In a report to the Legislative Yuan's National Defense Committee, Lee said the U.S. stance is that until a long-stalled arms purchase package clears the legislature, it does not see Taiwan as having a consistent military procurement plan.

Lee was referring to a package of six Patriot PAC-3 anti-missile batteries, a squadron of 12 anti-submarine P-3C aircraft and eight diesel-electric submarines, which has been blocked by the opposition-dominated legislature for more than two years. Lee noted that U.S. officials in charge of military purchase had promised to sell the F16C/D aircraft.

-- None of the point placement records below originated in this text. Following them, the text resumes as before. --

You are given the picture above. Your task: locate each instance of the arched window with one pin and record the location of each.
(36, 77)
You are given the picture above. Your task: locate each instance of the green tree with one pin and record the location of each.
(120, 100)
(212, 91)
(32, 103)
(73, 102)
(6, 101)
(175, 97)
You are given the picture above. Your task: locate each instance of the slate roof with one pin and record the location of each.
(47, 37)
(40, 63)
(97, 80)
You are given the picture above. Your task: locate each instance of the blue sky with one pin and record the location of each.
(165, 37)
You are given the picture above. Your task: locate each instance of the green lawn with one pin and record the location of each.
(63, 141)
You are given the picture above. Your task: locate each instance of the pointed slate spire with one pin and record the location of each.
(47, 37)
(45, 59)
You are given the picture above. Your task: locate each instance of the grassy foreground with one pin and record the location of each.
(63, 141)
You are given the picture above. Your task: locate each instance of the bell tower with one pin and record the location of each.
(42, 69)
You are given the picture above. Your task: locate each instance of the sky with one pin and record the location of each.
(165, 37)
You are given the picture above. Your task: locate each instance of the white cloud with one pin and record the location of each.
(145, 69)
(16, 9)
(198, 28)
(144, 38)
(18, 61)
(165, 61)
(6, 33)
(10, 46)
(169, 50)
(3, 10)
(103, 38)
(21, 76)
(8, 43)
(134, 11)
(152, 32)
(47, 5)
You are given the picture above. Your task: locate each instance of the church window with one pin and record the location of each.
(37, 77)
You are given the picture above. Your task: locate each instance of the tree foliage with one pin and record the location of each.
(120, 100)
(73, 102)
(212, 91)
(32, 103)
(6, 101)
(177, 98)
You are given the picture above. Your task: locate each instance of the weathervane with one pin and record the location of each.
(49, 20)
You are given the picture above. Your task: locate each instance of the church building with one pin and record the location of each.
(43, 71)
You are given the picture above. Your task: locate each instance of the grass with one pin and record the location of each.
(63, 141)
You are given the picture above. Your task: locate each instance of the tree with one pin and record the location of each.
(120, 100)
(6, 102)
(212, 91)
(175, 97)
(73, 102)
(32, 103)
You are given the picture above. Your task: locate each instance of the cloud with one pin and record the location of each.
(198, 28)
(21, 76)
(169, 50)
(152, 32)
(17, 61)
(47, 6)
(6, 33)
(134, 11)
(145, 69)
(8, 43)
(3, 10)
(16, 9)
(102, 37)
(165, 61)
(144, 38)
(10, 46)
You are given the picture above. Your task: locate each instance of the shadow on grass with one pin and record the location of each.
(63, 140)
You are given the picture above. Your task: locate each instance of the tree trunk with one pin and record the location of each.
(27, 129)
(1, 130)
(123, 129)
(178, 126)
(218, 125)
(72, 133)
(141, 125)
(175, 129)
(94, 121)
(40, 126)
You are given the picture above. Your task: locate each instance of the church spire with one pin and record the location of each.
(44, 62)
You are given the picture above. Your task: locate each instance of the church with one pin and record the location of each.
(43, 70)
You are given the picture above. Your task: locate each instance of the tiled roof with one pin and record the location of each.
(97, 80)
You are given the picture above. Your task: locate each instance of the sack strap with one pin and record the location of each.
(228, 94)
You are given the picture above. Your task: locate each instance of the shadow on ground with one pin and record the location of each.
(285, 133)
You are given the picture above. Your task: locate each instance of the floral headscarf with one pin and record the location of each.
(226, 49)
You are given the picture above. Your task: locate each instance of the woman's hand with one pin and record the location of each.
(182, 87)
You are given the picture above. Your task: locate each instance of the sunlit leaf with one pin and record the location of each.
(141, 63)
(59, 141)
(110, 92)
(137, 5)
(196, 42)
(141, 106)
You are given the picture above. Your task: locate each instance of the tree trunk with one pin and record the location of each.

The American Institute in Taiwan, the quasi-official organization authorized by the U.S. to handle ties with Taiwan in the absence of diplomatic ties, had also agreed to offer quoting price to various allies to the island for reference. However, Taiwan has received no response since late August.

But Lee said he believes that if the three-item arms procurement project clears the legislature, the F16 fighter procurement will also be revived.

The ministry is hoping to buy the F16C/Ds to replace the Air Force's F5E and F5F aircraft, which are being phased out over the next few years.

According to media reports, even if Taiwan is permitted to buy the F16C/Ds, they will not be delivered until 2011. By that time, Taiwan's self-developed IDFs will have been in service for nearly 20 years and the F16A/Bs purchased from the U.S. will have been in service for more than 15 years.

Meanwhile, the ministry's plan to buy eight to 12 SEAL delivery vehicles (SDVs) from the United Arab Emirates has been aborted, Lee said. Lee said that the purchase of the SDVs -- a type of mini submarine -- was suspended after news of the intended purchase was leaked.

Lee denied reports that the military has asked some government agencies to pay a deposit of between US$4 million and US$5 million for the mini subs, claiming that "we haven't paid anything, not even one cent."